Since the episode with Eugine_Nier, I have received three private messages from different people asking me to investigate various cases of suspected mass downvoting. And to be quite honest, I don't want to deal with this. Eugine's case was relatively clear-cut, since he had engaged in systematic downvoting of a massive scale, but the new situations are a lot fuzzier and I'm not sure of what exactly the rules should be (what counts as a permitted use of the downvote system and what doesn't?).
At least one person has also privately contacted me and offered to carry out moderator duties if I don't want them, but even if I told them yes (on what basis? why them and not someone else?), I don't know what kind of policy I should tell them to enforce.
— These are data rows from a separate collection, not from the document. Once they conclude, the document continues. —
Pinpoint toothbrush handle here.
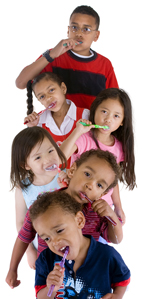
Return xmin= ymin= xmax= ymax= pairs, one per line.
xmin=47 ymin=284 xmax=55 ymax=297
xmin=105 ymin=216 xmax=117 ymax=226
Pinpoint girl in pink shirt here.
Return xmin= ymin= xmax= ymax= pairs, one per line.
xmin=61 ymin=88 xmax=136 ymax=223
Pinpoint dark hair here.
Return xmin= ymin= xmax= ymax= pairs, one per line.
xmin=75 ymin=149 xmax=121 ymax=192
xmin=29 ymin=191 xmax=82 ymax=221
xmin=27 ymin=72 xmax=63 ymax=115
xmin=10 ymin=126 xmax=67 ymax=189
xmin=89 ymin=88 xmax=136 ymax=190
xmin=70 ymin=5 xmax=100 ymax=30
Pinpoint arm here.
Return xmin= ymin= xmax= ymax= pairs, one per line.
xmin=37 ymin=264 xmax=65 ymax=299
xmin=16 ymin=39 xmax=81 ymax=89
xmin=15 ymin=188 xmax=37 ymax=269
xmin=111 ymin=184 xmax=126 ymax=224
xmin=60 ymin=119 xmax=94 ymax=160
xmin=101 ymin=287 xmax=126 ymax=299
xmin=6 ymin=237 xmax=29 ymax=289
xmin=92 ymin=199 xmax=123 ymax=244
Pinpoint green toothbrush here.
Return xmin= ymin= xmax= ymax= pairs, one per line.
xmin=80 ymin=121 xmax=109 ymax=130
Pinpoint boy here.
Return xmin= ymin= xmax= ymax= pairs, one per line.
xmin=6 ymin=149 xmax=123 ymax=288
xmin=30 ymin=191 xmax=130 ymax=299
xmin=16 ymin=5 xmax=118 ymax=109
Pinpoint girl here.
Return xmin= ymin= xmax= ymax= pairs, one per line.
xmin=61 ymin=88 xmax=136 ymax=223
xmin=11 ymin=127 xmax=66 ymax=269
xmin=24 ymin=73 xmax=89 ymax=166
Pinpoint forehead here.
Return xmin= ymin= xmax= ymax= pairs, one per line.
xmin=99 ymin=98 xmax=124 ymax=112
xmin=70 ymin=13 xmax=96 ymax=27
I only happened to be appointed a moderator because I was in the list of top 10 posters at a particular time, and I don't feel like I should have any particular authority to make the rules. Nor do I feel like I have any good idea of what the rules should be, or who would be the right person to enforce them.
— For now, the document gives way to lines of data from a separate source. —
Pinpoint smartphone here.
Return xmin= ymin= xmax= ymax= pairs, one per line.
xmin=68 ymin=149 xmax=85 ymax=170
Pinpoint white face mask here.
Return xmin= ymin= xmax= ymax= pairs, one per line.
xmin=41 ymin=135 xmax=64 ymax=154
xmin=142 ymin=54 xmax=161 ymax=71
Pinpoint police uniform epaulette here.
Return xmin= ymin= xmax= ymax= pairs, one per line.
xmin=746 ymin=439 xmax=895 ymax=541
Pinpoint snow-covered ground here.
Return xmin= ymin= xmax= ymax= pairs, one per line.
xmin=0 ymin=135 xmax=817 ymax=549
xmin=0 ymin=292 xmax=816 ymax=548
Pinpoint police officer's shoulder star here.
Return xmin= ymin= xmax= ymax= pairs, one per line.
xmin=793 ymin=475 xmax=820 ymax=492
In any case, I don't want to be doing this job, nor do I particularly feel like being responsible for figuring out who should, or how, or what the heck. I've already started visiting LW less often because I dread having new investigation requests to deal with. So if you folks could be so kind as to figure it out without my involvement? If there's a clear consensus that someone in particular should deal with this, I can give them mod powers, or something.
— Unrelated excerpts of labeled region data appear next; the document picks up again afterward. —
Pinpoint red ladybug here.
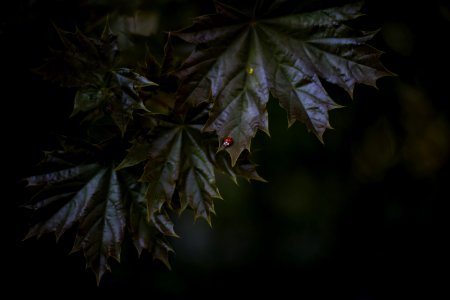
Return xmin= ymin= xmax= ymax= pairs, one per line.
xmin=222 ymin=136 xmax=233 ymax=147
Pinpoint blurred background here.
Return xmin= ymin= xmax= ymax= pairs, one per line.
xmin=0 ymin=0 xmax=450 ymax=299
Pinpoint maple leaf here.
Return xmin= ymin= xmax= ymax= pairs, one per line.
xmin=117 ymin=102 xmax=263 ymax=224
xmin=35 ymin=25 xmax=156 ymax=135
xmin=24 ymin=139 xmax=177 ymax=284
xmin=172 ymin=2 xmax=393 ymax=164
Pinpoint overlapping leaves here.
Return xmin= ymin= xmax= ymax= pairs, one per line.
xmin=118 ymin=103 xmax=263 ymax=223
xmin=172 ymin=2 xmax=392 ymax=163
xmin=22 ymin=142 xmax=176 ymax=282
xmin=36 ymin=26 xmax=156 ymax=134
xmin=23 ymin=1 xmax=392 ymax=282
As gjm summarizes that's not the case. I don't think it should automatically be the case the the people downvoted by Eugene are ineligible for moderator. However having been the candidate of a downvote attack doesn't make you the best person to objectively decide how to punish the next mass downvoter, so it's okay that people downvoted by Eugene score less well on that metric.
I want a moderator who's not a controversial figure and who's trusted to make objective decisions.